Now, even with an all-in-one script like backup-manager, I ended with a backup compressed in LZMA that I mysteriously couldn't open on a different machine, and it wasn't uploaded to the FTP destination I gave it, probably because it was short on space, but I wasn't informed about the issue.

So I really don't know what to do about it. I've looked into MariaDB incremental backups to reduce the backup process load, but it can't easily be automatized and restoring a full backup requires as many steps as they were incremental backups, which makes it absolutely unworkable.

@social elephant in the room Thank you for your recipe, however I personally don't have a separate machine to attempt any restore. Also, it would require a manual intervention on my part, which I wouldn't do.

And I would tune out the daily emails real quick. I enjoy Uptime Robot because it only sends an email when the monitored websites are down (or up again).

Backing up files locally is easy enough to automate with rsync, but I still need a practical solution for database that doesn't involve a full SQL dump since the performance impact is sizable. I also need a solution that creates a few days worth of backups and then clean up after itself. backup-manager is supposed to do so, but the absence of alert when the process doesn't complete as expected is unnerving.

> I have yet to find a way to set up a backup strategy that I can then forget

I am doing some backups at work as part of my duties for years now and I am pretty sure no such thing exists. Everything fails and gets stuck, health checks included.

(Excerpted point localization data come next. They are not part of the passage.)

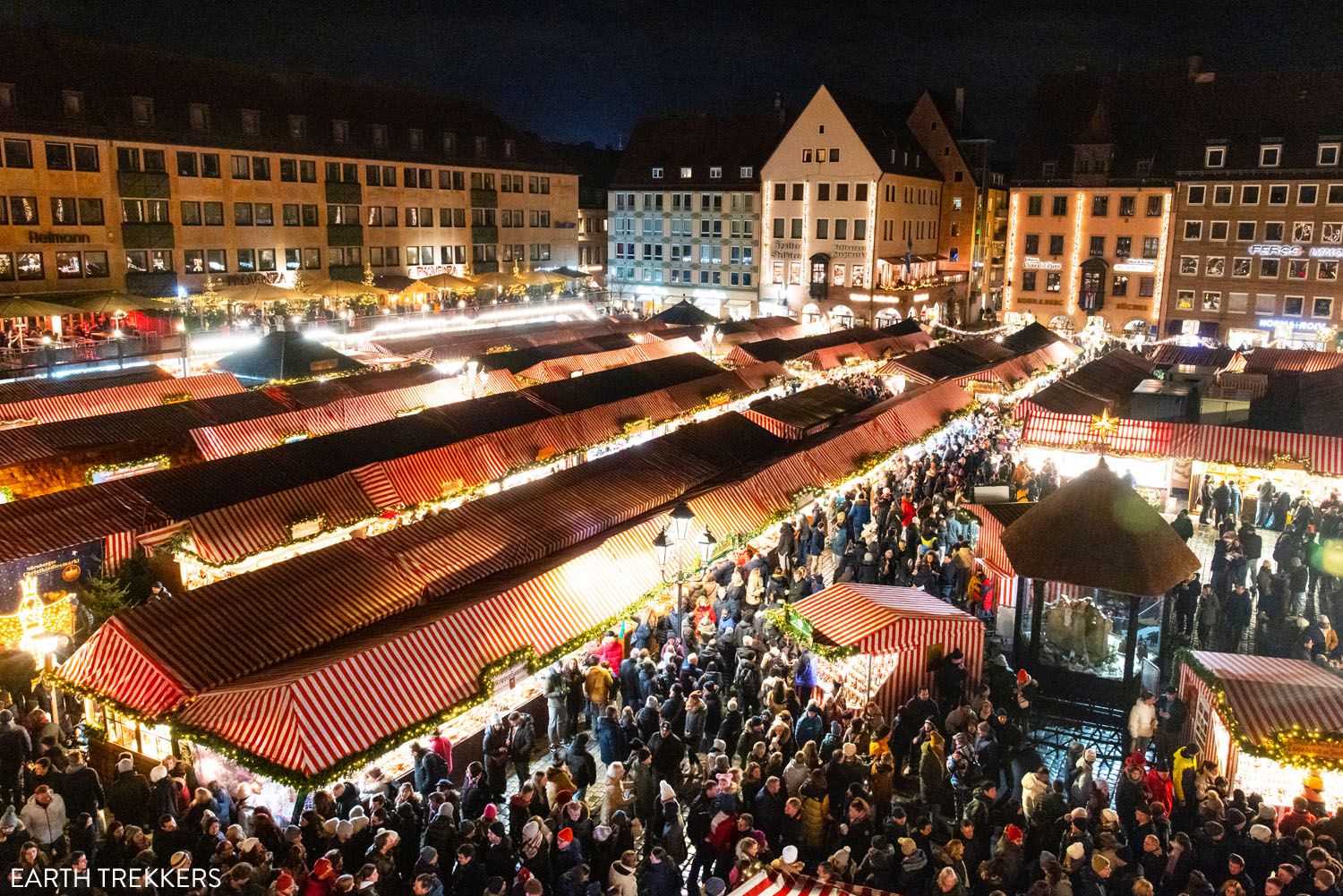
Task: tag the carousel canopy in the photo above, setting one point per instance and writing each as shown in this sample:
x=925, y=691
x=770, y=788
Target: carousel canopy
x=287, y=356
x=685, y=313
x=1096, y=533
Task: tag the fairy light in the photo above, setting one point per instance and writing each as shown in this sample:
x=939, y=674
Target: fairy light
x=1074, y=274
x=1160, y=257
x=1012, y=250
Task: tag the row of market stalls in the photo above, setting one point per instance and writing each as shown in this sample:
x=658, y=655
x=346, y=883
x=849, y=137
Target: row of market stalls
x=491, y=590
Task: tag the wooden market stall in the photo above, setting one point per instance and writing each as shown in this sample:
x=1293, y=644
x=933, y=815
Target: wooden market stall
x=885, y=643
x=1115, y=558
x=1267, y=723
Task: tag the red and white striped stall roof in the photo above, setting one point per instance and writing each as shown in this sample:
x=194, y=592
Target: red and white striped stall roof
x=1235, y=445
x=770, y=883
x=113, y=400
x=1270, y=696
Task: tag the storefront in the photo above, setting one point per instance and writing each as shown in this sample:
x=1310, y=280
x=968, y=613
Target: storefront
x=1267, y=723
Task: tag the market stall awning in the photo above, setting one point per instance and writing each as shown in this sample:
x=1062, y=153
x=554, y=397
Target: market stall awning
x=117, y=397
x=1142, y=552
x=1270, y=696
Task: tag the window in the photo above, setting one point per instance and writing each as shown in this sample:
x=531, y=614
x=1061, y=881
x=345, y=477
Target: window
x=142, y=110
x=58, y=156
x=18, y=153
x=86, y=158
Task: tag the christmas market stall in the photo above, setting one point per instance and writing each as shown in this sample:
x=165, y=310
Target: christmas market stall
x=881, y=644
x=1267, y=723
x=1111, y=558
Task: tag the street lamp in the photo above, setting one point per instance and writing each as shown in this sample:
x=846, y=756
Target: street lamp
x=668, y=549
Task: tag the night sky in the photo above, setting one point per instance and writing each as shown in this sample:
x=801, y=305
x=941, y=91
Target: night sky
x=588, y=70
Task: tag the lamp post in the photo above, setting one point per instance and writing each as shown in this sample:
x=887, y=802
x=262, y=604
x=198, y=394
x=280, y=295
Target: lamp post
x=668, y=549
x=184, y=344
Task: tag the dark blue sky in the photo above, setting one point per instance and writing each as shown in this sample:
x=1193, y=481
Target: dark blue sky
x=588, y=69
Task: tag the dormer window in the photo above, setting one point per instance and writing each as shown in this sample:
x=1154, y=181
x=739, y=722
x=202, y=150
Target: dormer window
x=142, y=110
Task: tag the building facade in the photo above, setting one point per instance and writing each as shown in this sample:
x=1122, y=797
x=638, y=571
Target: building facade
x=869, y=214
x=684, y=214
x=152, y=172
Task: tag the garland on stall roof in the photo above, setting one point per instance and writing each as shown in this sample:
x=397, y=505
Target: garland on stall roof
x=161, y=460
x=1278, y=748
x=779, y=619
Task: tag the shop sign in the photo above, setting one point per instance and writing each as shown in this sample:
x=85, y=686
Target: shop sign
x=1279, y=322
x=1284, y=250
x=1305, y=748
x=53, y=236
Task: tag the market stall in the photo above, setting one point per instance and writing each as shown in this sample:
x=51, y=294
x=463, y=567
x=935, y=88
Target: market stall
x=881, y=643
x=1267, y=723
x=1111, y=559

At home I also use backup manager but just to generate backups and then my own script to transfer them (and another one to send notification if the resulting files aren't produced).

However broken backups still happen, I was in similar situation when my machine got bad RAM. Everything worked for a while but not quite and while it produced archives just fine they were broken.

Heroic exploits indeed. Good work on the recovery.

There are two adages that spring to mind:
1) you can never have enough backups
2) if you don't test your backups, they don't work

Glad you’re back! As it’s the first of the month, my cloud servers are running full backups instead of the usual incrementals. It takes much longer, and surprises me every time I go into my chatops channel and find them missing. Your story resonates.
Whatever generates the ActivityPub version of this post strips all the formatting, including the numbers and carriage returns. 😵‍💫
@Brad Koehn ☑️ Where do you see the formatless version of this post? It looks fine on both hachyderm.io and diaspora.koehn.com.

@Александр @social elephant in the room

I am pretty sure no such thing exists. Everything fails and gets stuck, health checks included.


I am not surprised, but still disappointed. It just doesn't work with my own mindset. I have infrequently tried to set something up, but each time the drawbacks ended up being greater than even the potential to recover from complete loss.

I've come to live with the risk and pre-accept potential losses. It still doesn't feel great, but it just doesn't work otherwise.

As an aside, I'm almost surprised it was relatively easy to migrate server once I had access to both machines at the same time. The biggest hurdles were replicating the non-system users from my old server to the new one and figure out what PHP and Apache2 modules I was using. Full database backup went without a hitch, rsync worked wonderfully and DNS switch was quick to the new server's IP.

Image/photo

I’m using Ivory as a client.

@Brad Koehn ☑️ Oof, this doesn't look good. Since both Mastodon and Diaspora kept the formatting, I'm going to blame your client from stripping HMTL from the post.